Muette La Girafe ? Non, Elle «Bourdonne» La Nuit

06/04/2016 20:45 par toujourszen

  • Muette La Girafe ? Non, Elle «Bourdonne» La Nuit

    Muette La Girafe ? Non, Elle «Bourdonne» La Nuit

    06/04/2016 20:45 par toujourszen

Photo Nicilas Armer, Archives AFP

Agence France-Presse

Vienne

Généralement considérée comme muette, la girafe émet en réalité un bruit, exclusivement nocturne, que des chercheurs ont qualifié de «bourdonnement», selon une étude dirigée par l'Université de Vienne.

 

Source :  Zoo de Schönbrunn - VIENNE - MAINT

Connu jusqu'à présent uniquement pour quelques raclements de gorge, le ruminant au cou démesuré et aux cordes vocales atrophiées est capable de produire un «bourdonnement» offrant une «riche structure harmonique», selon cette étude internationale publiée par la revue BioMedCentral.
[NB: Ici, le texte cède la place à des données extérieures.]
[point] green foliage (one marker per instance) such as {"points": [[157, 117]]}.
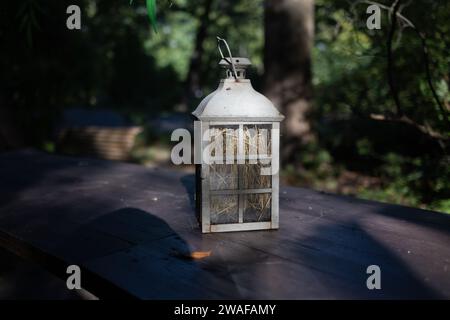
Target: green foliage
{"points": [[117, 62]]}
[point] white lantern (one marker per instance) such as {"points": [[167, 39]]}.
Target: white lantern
{"points": [[237, 181]]}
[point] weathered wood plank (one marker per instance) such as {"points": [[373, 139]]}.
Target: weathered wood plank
{"points": [[134, 227]]}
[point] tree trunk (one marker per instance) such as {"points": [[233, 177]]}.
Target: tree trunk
{"points": [[289, 33], [192, 84]]}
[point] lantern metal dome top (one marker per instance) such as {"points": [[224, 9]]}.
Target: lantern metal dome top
{"points": [[235, 99]]}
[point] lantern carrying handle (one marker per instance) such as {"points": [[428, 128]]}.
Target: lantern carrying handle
{"points": [[219, 40]]}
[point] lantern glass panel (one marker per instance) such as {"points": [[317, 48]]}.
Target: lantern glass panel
{"points": [[257, 140], [223, 176], [257, 207], [224, 209], [252, 177]]}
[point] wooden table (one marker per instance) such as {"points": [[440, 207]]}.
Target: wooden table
{"points": [[133, 229]]}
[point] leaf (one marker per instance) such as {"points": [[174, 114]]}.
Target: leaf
{"points": [[151, 11], [200, 254]]}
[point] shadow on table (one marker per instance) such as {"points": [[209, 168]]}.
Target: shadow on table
{"points": [[140, 253]]}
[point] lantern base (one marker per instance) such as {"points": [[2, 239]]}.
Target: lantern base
{"points": [[230, 227]]}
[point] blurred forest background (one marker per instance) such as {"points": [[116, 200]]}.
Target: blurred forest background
{"points": [[367, 111]]}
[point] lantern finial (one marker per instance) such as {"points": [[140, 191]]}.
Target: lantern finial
{"points": [[235, 66]]}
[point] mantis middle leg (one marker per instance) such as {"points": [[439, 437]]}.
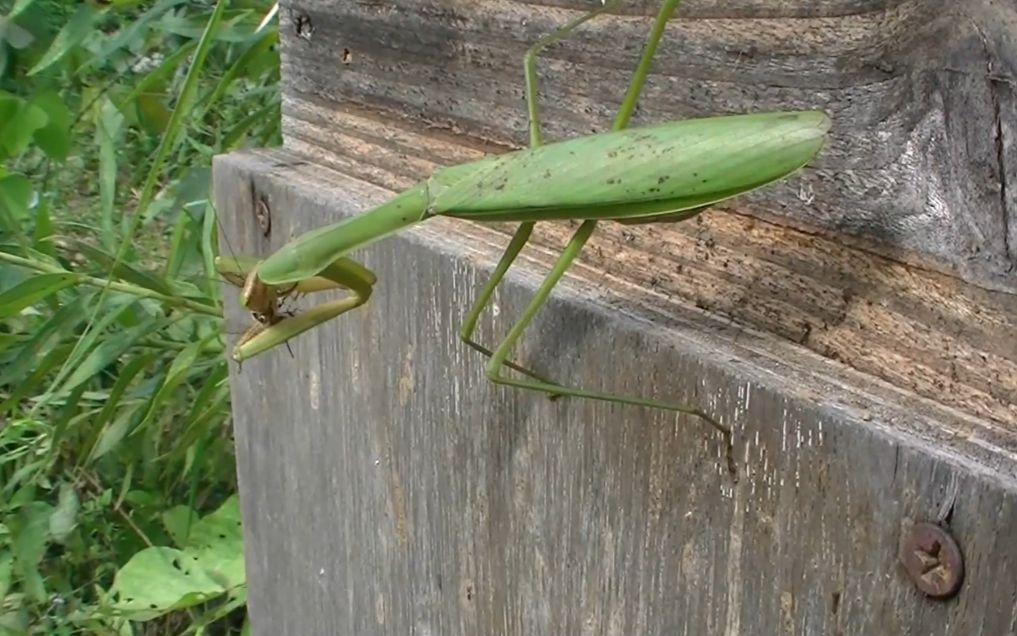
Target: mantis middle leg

Pour parvenir à cette découverte, une équipe de chercheurs dirigée par la Viennoise Angela Stöger a réalisé pas moins de 947 heures d'enregistrements de girafes dans trois zoos européens, à Vienne, Berlin et Copenhague.

Parmi des centaines d'heures de silence absolu, quelques séquences ont révélé, dans les trois lieux, ce bourdonnement des girafes, toujours de nuit.

Les chercheurs émettent l'hypothèse que ce bruit, réalisé quand les girafes sont isolées les unes des autres, leur sert à rester en contact avec leurs semblables quand ils ne sont plus à portée de vue. Aucun personnel de zoo n'avait signalé un tel bourdonnement jusqu'à présent.

«L'exploration de la communication vocale de girafes s'est révélée gourmande en temps, fastidieuse et très exigeante», ont reconnu les auteurs de l'étude.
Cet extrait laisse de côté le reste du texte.